Training Today's Youth to Create A Better Tomorrow

January 22, 2009
Sarstún, Guatemala

As part of our alliance with Fundación Ak’Tenamit in the Sarstún region of Guatemala, EcoLogic has successfully brought together a new group of young Maya-K’eqchi students to represent 16 communities near the border of Guatemala and Belize.

Through the education program of Ak’Tenamit, these youths are being trained as promoters of community development and sustainable ecotourism, all within a framework of gender equality and preservation of their cultural values and language. In cooperation with EcoLogic and with the interest of serving their communities, they have become qualified to protect their communities’ own natural resources.

As part of their training, they participated in an informational exchange with members of the Association of Water Committees of the Southern Sector of Pico Bonito National Park (AJAASSPIB), our partner organization in Honduras. Excited by their trip, the students wanted to replicate AJAASSPIB’s work to improve communities through protection of their watersheds. The exchange resulted in the formation of the youth association, called Mayan Association for Well-Being in the Sarstun Region (APROSARSTUN), whose mission is community-led sustainable development. The group of young representatives from the 16 communities elected a board of nine members – five women and four men – whose president is Ana Florinda Xol, a young K’eqchi woman in her final year of a four-year technical degree program in Community Development.
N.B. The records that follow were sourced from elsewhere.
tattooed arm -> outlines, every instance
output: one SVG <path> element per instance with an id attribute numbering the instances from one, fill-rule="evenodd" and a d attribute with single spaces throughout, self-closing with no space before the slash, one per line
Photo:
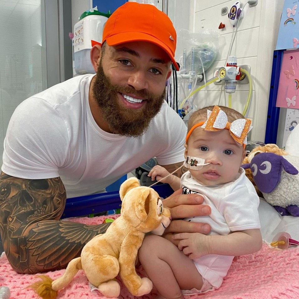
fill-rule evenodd
<path id="1" fill-rule="evenodd" d="M 66 266 L 110 223 L 59 221 L 65 205 L 60 178 L 30 180 L 0 173 L 0 233 L 12 267 L 33 273 Z"/>

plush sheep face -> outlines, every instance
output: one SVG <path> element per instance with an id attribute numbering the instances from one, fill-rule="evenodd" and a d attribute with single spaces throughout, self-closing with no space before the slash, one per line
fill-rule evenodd
<path id="1" fill-rule="evenodd" d="M 298 171 L 282 156 L 272 153 L 262 153 L 256 155 L 251 161 L 250 169 L 254 182 L 263 193 L 270 193 L 280 181 L 283 169 L 290 174 Z"/>

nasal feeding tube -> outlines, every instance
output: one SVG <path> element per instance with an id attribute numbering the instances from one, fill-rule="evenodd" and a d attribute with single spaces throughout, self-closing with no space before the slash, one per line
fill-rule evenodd
<path id="1" fill-rule="evenodd" d="M 176 171 L 177 171 L 179 169 L 180 169 L 183 166 L 185 167 L 186 168 L 189 169 L 193 169 L 194 170 L 198 170 L 201 169 L 204 166 L 206 165 L 208 165 L 211 164 L 210 162 L 208 163 L 205 163 L 205 160 L 204 159 L 202 159 L 202 158 L 199 158 L 196 157 L 193 157 L 190 156 L 187 156 L 184 161 L 184 163 L 183 165 L 180 166 L 178 168 L 177 168 L 174 171 L 173 171 L 171 173 L 168 174 L 166 177 L 162 178 L 160 180 L 157 181 L 152 184 L 150 187 L 151 187 L 154 185 L 155 185 L 157 183 L 163 181 L 165 178 L 169 176 L 169 175 L 174 173 Z"/>

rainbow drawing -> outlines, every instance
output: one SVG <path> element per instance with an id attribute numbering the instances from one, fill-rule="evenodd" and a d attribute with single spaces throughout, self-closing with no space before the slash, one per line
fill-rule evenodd
<path id="1" fill-rule="evenodd" d="M 291 23 L 293 25 L 295 25 L 296 24 L 296 22 L 294 20 L 294 19 L 292 18 L 289 18 L 288 19 L 284 21 L 283 25 L 284 26 L 286 26 L 287 24 L 288 23 Z"/>
<path id="2" fill-rule="evenodd" d="M 299 88 L 299 80 L 297 79 L 294 79 L 293 80 L 293 82 L 296 84 L 296 86 L 294 88 L 294 89 L 297 89 Z"/>

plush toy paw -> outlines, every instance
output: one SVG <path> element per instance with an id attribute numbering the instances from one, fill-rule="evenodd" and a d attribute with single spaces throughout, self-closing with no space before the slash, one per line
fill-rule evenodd
<path id="1" fill-rule="evenodd" d="M 292 216 L 299 216 L 299 206 L 294 205 L 290 205 L 287 207 L 288 211 Z"/>
<path id="2" fill-rule="evenodd" d="M 288 216 L 290 215 L 290 213 L 285 208 L 283 208 L 279 206 L 273 206 L 282 216 Z"/>
<path id="3" fill-rule="evenodd" d="M 139 288 L 136 295 L 138 297 L 148 294 L 153 288 L 153 283 L 147 277 L 144 277 L 141 279 L 141 280 L 142 281 L 142 284 Z"/>
<path id="4" fill-rule="evenodd" d="M 102 283 L 97 288 L 104 296 L 108 298 L 118 297 L 121 292 L 121 287 L 116 280 L 109 280 Z"/>

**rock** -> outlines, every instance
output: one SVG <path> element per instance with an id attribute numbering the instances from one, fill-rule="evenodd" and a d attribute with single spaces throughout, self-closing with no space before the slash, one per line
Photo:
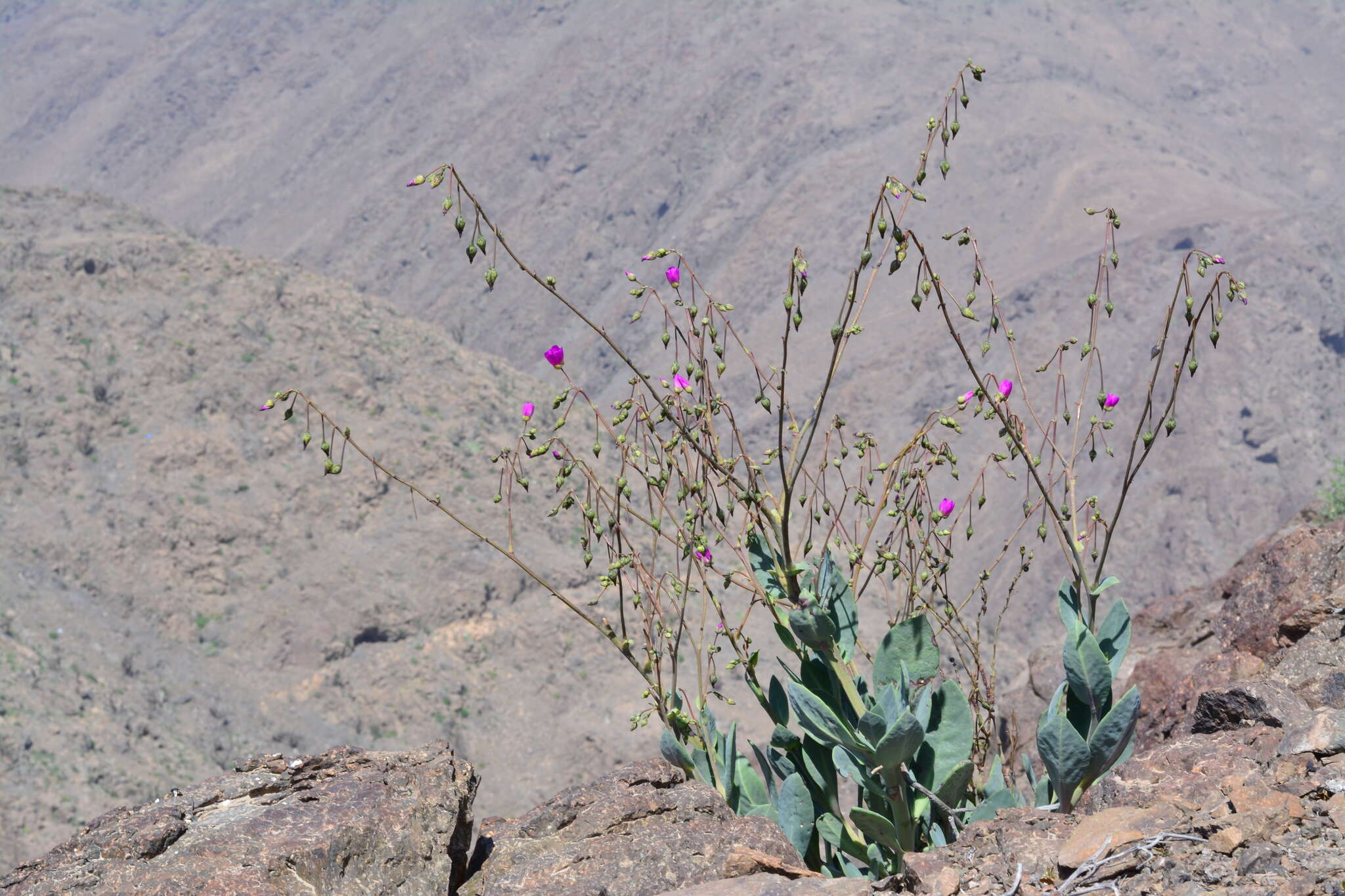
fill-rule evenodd
<path id="1" fill-rule="evenodd" d="M 1243 854 L 1237 857 L 1237 873 L 1239 875 L 1283 875 L 1284 869 L 1279 864 L 1279 857 L 1284 854 L 1283 849 L 1272 846 L 1271 844 L 1252 844 L 1243 850 Z"/>
<path id="2" fill-rule="evenodd" d="M 954 887 L 956 887 L 956 881 L 954 881 Z M 746 877 L 716 880 L 707 884 L 672 889 L 664 896 L 806 896 L 808 893 L 819 893 L 822 896 L 870 896 L 873 893 L 873 881 L 858 877 L 837 877 L 834 880 L 804 877 L 790 880 L 779 875 L 748 875 Z"/>
<path id="3" fill-rule="evenodd" d="M 1345 709 L 1345 619 L 1322 622 L 1275 658 L 1275 676 L 1309 707 Z"/>
<path id="4" fill-rule="evenodd" d="M 1267 658 L 1345 604 L 1345 520 L 1298 527 L 1239 567 L 1223 580 L 1215 633 L 1224 647 Z"/>
<path id="5" fill-rule="evenodd" d="M 662 759 L 564 790 L 522 818 L 487 819 L 477 850 L 463 896 L 652 896 L 761 870 L 818 877 L 779 825 L 734 815 Z"/>
<path id="6" fill-rule="evenodd" d="M 336 747 L 234 772 L 90 822 L 0 880 L 7 896 L 443 893 L 463 877 L 477 778 L 445 742 Z"/>
<path id="7" fill-rule="evenodd" d="M 1061 868 L 1079 868 L 1107 844 L 1106 857 L 1127 844 L 1163 832 L 1186 830 L 1186 813 L 1170 803 L 1157 803 L 1149 809 L 1115 806 L 1088 815 L 1079 822 L 1069 840 L 1060 848 L 1056 862 Z M 1110 838 L 1110 842 L 1108 842 Z"/>
<path id="8" fill-rule="evenodd" d="M 1186 673 L 1170 685 L 1166 690 L 1161 686 L 1151 693 L 1149 674 L 1158 674 L 1159 682 L 1170 681 L 1170 669 L 1155 669 L 1167 664 L 1180 666 L 1181 652 L 1165 652 L 1155 654 L 1145 664 L 1137 664 L 1130 684 L 1141 685 L 1143 704 L 1150 707 L 1145 711 L 1139 724 L 1139 742 L 1142 747 L 1153 746 L 1157 740 L 1167 739 L 1176 733 L 1190 731 L 1190 717 L 1198 705 L 1200 695 L 1224 685 L 1229 681 L 1254 678 L 1266 672 L 1266 661 L 1252 656 L 1245 650 L 1227 650 L 1215 653 L 1204 660 L 1189 665 L 1186 658 Z M 1128 684 L 1126 685 L 1130 686 Z M 1124 693 L 1124 692 L 1120 692 Z"/>
<path id="9" fill-rule="evenodd" d="M 1244 842 L 1247 842 L 1247 834 L 1237 825 L 1229 825 L 1209 836 L 1209 846 L 1225 856 L 1231 856 Z"/>
<path id="10" fill-rule="evenodd" d="M 1311 713 L 1289 685 L 1271 680 L 1241 681 L 1200 695 L 1190 729 L 1198 735 L 1255 724 L 1287 728 Z"/>
<path id="11" fill-rule="evenodd" d="M 1345 751 L 1345 709 L 1322 707 L 1284 729 L 1282 755 L 1311 752 L 1330 756 Z"/>

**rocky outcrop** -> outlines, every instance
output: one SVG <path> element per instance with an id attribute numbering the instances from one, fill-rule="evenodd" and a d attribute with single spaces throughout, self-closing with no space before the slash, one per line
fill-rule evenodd
<path id="1" fill-rule="evenodd" d="M 445 742 L 257 756 L 114 809 L 0 879 L 0 892 L 447 893 L 467 865 L 476 783 Z"/>
<path id="2" fill-rule="evenodd" d="M 662 759 L 564 790 L 522 818 L 486 819 L 472 864 L 464 896 L 654 896 L 763 872 L 776 881 L 751 887 L 818 877 L 775 822 L 734 815 L 713 787 Z"/>

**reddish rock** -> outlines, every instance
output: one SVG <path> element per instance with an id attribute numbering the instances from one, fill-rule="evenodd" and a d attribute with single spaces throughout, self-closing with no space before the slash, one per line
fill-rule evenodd
<path id="1" fill-rule="evenodd" d="M 1345 600 L 1336 594 L 1345 586 L 1345 520 L 1298 527 L 1248 556 L 1221 580 L 1215 634 L 1225 647 L 1268 658 Z"/>
<path id="2" fill-rule="evenodd" d="M 662 759 L 564 790 L 522 818 L 487 819 L 482 841 L 463 896 L 652 896 L 761 870 L 815 877 L 779 825 L 734 815 Z"/>
<path id="3" fill-rule="evenodd" d="M 409 752 L 280 755 L 114 809 L 0 879 L 5 896 L 449 892 L 465 870 L 472 767 L 445 742 Z"/>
To increase its capacity, APROSARSTUN acquired legal recognition as a Guatemalan non-governmental organization at the end of last year. Such status will permit the group to manage its own community projects and the protection of natural resources for the Sarstún area communities. With EcoLogic’s help, the group will also carry out community consultations in each village, utilizing a participatory approach in order to generate a portfolio of sustainable development projects for the region.

Currently, the youth association has begun to implement a series of agroforestry projects that will improve food security of the communities through the cultivation of basic grains and other crops. These crops are being grown in alleys along with guama, a fast-growing native tree species that fixes nitrogen for use by crops, generates organic material for the soil, provides shade for crops, and offers other benefits that increase agricultural production. This plant also supplies firewood for use by the local people and creates increased forest cover for conservation of regional biodiversity. The youth association is also planning to protect vital water sources and they are planning to reforest degraded zones within the Sarstún River watershed.

Moreover, the K’eqchi communities on the Guatemalan side of the river are beginning to cooperate with those on the Belizean side through an alliance between the Sarstoon Temash Indigenous Institute for Management (SATIIM), Ak’Tenamit, and EcoLogic. This collaboration will ensure protection of precious natural resources within the shared binational drainage basin of the Sarstún River.


Student representatives meet to discuss community projects.